An Evening with Doc Dachtler at the Nevada Theatre
Special to Prospector
KNOW & GO
WHO: Paul Emery’s Nevada City LIVE! Presents
WHAT: An Evening with Doc Dachtler – 50 Years of Poems & Stories
WHEN: Friday, Jan. 31, 8 p.m.
WHERE: Nevada Theatre, 401 Broad Street, Nevada City
TICKETS: $20 general admission, $30 premium reserved seating. Available at BriarPatch Co-op Community Market (530-272-5333) and online at http://www.paulemerymusic.com
This month, Paul Emery will produce an evening poetry reading by local poet Doc Dachtler as part of the Nevada City Live Series at the Nevada Theatre.
“An Evening with Doc Dachtler – 50 Years of Poems & Stories” will take place at 8 p.m. Friday, Jan, 31 at the Nevada Theatre, 401 Broad Street in Nevada City.
Doc Dachtler will share published and unpublished poems and stories during this retrospect looking back on 50 years of writing and living in the mountain communities of Nevada County.
Dachtler is the author of four books – “Drawknife” (Konocti Press, 1985), “Waiting for Chains at Pearl’s” (Plain View Press, 1990), “Skidmarks and Snowgeese” (Larkspur Press, 2011), and “Why Am I Telling You This?” (Longhouse Press, 2019). He has recorded two music albums: “Too Funky For You” (Lost Dog Records, 1987) and “The Buffalo Freeway” (Lost Dog Records, 1988).

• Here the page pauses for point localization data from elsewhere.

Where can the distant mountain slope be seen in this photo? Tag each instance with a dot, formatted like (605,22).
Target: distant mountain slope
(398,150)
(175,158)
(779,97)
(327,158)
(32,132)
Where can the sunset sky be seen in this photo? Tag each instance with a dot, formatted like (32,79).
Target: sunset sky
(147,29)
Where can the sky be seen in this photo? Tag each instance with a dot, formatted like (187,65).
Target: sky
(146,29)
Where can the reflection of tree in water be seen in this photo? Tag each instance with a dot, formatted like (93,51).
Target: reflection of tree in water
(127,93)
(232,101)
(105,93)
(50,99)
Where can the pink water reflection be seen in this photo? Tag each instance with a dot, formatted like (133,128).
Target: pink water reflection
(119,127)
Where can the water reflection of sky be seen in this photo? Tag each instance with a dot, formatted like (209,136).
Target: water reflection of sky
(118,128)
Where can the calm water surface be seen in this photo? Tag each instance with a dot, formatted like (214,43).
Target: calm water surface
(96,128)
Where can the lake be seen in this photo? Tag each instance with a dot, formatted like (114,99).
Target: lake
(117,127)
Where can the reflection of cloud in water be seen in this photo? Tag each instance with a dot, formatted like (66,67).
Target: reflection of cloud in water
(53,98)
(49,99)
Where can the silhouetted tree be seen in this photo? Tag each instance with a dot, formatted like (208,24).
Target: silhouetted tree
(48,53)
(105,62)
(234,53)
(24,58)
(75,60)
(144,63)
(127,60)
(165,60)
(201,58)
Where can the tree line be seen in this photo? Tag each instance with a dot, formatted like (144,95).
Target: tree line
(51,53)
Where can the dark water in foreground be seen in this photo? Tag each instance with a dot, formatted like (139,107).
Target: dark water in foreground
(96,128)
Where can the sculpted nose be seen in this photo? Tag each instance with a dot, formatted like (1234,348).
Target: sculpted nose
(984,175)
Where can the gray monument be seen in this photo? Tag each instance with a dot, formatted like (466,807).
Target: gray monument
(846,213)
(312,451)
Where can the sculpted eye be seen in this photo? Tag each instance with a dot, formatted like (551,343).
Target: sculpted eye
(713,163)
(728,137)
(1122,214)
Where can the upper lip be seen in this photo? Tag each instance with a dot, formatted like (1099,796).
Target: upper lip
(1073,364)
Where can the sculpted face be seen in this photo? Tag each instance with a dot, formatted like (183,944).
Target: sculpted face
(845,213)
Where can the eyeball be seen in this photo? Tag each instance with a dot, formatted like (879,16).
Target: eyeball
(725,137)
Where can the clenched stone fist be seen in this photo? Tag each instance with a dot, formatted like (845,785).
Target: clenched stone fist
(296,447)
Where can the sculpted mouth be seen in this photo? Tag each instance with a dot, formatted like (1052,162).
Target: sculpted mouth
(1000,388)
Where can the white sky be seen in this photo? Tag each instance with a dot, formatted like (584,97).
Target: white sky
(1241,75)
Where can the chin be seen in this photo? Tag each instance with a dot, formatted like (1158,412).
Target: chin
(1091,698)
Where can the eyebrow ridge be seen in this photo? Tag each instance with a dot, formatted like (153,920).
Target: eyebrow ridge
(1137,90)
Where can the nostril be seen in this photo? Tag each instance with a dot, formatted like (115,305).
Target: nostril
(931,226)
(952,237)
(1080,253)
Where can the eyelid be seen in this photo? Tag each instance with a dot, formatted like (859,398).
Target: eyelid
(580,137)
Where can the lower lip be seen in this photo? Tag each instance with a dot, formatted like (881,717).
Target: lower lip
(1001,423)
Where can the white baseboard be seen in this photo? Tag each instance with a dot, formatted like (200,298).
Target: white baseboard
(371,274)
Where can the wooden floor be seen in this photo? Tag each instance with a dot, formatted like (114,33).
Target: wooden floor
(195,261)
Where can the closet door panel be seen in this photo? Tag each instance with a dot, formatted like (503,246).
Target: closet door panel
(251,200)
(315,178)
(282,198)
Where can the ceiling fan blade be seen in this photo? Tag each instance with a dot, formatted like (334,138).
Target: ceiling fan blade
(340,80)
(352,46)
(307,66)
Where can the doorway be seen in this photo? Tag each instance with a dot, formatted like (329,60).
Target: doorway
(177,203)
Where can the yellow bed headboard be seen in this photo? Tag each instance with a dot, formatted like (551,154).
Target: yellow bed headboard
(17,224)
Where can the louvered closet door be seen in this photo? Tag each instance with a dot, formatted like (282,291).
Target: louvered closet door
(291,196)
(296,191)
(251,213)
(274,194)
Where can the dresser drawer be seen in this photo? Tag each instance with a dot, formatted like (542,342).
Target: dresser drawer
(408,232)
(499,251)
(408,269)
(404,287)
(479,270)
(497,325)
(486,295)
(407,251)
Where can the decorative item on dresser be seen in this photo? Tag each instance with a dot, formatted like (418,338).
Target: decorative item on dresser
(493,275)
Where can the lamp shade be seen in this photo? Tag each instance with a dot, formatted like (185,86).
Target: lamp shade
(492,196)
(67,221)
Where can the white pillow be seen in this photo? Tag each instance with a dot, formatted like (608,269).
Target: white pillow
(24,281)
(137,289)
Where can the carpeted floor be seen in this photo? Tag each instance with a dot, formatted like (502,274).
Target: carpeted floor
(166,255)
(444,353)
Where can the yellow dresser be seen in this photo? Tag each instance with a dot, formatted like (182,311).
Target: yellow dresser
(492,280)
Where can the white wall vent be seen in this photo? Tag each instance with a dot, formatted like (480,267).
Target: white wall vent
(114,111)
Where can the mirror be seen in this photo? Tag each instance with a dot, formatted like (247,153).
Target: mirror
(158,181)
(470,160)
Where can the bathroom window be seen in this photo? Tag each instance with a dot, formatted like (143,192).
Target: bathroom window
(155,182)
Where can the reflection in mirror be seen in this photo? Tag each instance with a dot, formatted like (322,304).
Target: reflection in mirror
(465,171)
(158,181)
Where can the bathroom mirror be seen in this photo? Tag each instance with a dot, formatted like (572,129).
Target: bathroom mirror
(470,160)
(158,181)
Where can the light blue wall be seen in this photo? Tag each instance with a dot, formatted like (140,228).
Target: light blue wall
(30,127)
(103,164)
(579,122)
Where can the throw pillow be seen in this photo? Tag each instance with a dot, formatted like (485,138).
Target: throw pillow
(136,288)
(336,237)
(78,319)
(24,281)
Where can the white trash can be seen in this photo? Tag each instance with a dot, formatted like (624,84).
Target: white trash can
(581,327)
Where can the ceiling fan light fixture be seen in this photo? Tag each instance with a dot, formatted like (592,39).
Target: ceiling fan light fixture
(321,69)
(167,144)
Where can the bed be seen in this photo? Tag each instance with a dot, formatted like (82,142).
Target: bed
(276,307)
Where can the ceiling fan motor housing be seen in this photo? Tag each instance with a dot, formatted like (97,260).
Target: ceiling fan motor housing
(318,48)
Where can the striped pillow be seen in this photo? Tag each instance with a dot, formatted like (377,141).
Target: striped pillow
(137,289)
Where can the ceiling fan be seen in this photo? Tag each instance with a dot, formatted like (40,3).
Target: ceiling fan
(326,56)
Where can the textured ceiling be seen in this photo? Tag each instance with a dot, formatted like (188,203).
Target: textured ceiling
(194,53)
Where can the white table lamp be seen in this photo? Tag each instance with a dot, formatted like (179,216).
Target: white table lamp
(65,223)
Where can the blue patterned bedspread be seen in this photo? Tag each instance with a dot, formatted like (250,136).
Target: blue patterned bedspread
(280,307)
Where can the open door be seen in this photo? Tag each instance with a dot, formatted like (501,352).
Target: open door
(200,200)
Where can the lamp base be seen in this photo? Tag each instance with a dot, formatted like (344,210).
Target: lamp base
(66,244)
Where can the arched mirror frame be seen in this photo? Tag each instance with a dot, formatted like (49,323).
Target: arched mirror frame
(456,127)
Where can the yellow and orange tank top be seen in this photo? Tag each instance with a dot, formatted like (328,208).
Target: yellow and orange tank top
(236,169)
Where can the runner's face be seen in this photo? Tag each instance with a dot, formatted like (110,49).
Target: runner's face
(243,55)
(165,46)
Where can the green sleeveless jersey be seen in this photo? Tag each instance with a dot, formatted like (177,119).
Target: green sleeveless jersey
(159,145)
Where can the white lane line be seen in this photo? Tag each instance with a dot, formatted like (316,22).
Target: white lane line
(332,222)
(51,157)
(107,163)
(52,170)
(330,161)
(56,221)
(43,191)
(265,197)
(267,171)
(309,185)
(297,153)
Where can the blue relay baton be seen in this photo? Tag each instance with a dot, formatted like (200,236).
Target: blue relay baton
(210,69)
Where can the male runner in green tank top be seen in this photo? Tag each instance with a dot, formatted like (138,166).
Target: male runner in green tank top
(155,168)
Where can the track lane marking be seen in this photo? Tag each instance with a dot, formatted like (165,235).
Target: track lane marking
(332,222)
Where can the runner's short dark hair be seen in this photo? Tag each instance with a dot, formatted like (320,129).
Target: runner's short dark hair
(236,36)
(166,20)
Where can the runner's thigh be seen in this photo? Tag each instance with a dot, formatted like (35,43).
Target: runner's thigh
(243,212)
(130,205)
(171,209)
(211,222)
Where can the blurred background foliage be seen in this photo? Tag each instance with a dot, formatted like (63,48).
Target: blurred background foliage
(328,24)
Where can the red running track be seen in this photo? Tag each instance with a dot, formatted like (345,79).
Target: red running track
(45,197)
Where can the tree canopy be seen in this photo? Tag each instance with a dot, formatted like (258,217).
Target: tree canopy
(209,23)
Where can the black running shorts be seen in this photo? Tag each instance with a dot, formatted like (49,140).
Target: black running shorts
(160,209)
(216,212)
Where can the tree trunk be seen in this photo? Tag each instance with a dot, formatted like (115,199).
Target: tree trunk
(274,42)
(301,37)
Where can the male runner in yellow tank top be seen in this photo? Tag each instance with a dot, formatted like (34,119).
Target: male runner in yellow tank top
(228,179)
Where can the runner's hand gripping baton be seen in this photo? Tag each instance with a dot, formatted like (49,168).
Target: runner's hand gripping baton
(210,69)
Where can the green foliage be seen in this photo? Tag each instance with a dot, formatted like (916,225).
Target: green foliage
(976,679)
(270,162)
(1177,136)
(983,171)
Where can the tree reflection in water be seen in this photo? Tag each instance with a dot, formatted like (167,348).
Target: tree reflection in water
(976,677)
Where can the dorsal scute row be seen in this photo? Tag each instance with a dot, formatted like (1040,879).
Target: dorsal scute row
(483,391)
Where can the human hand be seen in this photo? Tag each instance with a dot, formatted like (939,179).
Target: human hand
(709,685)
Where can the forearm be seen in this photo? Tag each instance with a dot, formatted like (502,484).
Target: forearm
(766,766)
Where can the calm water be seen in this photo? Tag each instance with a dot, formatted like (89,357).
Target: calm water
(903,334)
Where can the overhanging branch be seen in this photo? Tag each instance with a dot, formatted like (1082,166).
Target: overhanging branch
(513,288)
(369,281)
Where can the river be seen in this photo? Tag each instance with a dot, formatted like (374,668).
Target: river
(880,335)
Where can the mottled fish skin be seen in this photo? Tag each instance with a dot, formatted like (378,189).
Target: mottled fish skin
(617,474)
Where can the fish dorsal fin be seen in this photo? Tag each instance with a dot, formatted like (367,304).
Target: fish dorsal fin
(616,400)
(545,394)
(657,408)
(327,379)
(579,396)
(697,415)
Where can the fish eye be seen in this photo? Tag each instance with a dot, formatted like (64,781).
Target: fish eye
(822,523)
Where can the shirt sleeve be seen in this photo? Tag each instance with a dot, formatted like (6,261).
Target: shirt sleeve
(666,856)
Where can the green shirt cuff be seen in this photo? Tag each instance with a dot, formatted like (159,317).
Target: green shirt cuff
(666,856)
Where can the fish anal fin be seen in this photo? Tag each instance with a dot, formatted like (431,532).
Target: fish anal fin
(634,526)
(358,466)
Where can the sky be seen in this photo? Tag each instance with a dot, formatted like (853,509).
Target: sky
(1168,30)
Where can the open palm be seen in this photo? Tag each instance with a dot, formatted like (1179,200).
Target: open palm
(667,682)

After graduating from U.C. Davis with a degree in philosophy, Dachtler moved to the San Juan Ridge to be a school teacher in the one-room schoolhouse that is now the North Columbia Schoolhouse Cultural Center. He became fascinated by the people and the stories he discovered while living on the Ridge. Stories first became songs on guitar before he began to sink his teeth into the art of poetry.
“I started writing poems and stories in the mid 70s. I’ve been writing ever since. I do keep at it. It’s really work,” he said.
“It’s a job. You have to sit down and work at it. I try to reveal something about humans and reality and what humans are involved in, what they think and where they are headed. I look around and see things, all kinds of forms of life — insects, wildlife and natural forces,” he said.
Dachtler lived on the Ridge from 1967 to 1983. It’s a place where the back to the land movement was strong and people chose to live close to nature. He built his home in the early 1970s and helped others in the community to build the Oak Tree School. Now he lives in town, but his time in the small community and the friendships he developed had a deep impact on his life.
Pulitzer Prize-winning poet Gary Snyder was one of those friends. Snyder mentored Dachtler with the form, ideas and outlook of his first two books. Other literary influences include Wendell Berry and Steve Sanfield.
When something taps a nerve, that’s when Dachtler knows he has an interesting idea to explore. The mysteries of the natural world weave through his poems.
“There’s a grace to all of existence. The world is a great mystery to me. It deserves reverence and care. I have a sense of awe of everything, really. It’s almost like a kind of prayer.”
Sometimes poem leads to story and other times story leads to poem. Dachtler will read poems from three books and share stories. Books and broadsides will be available for sale.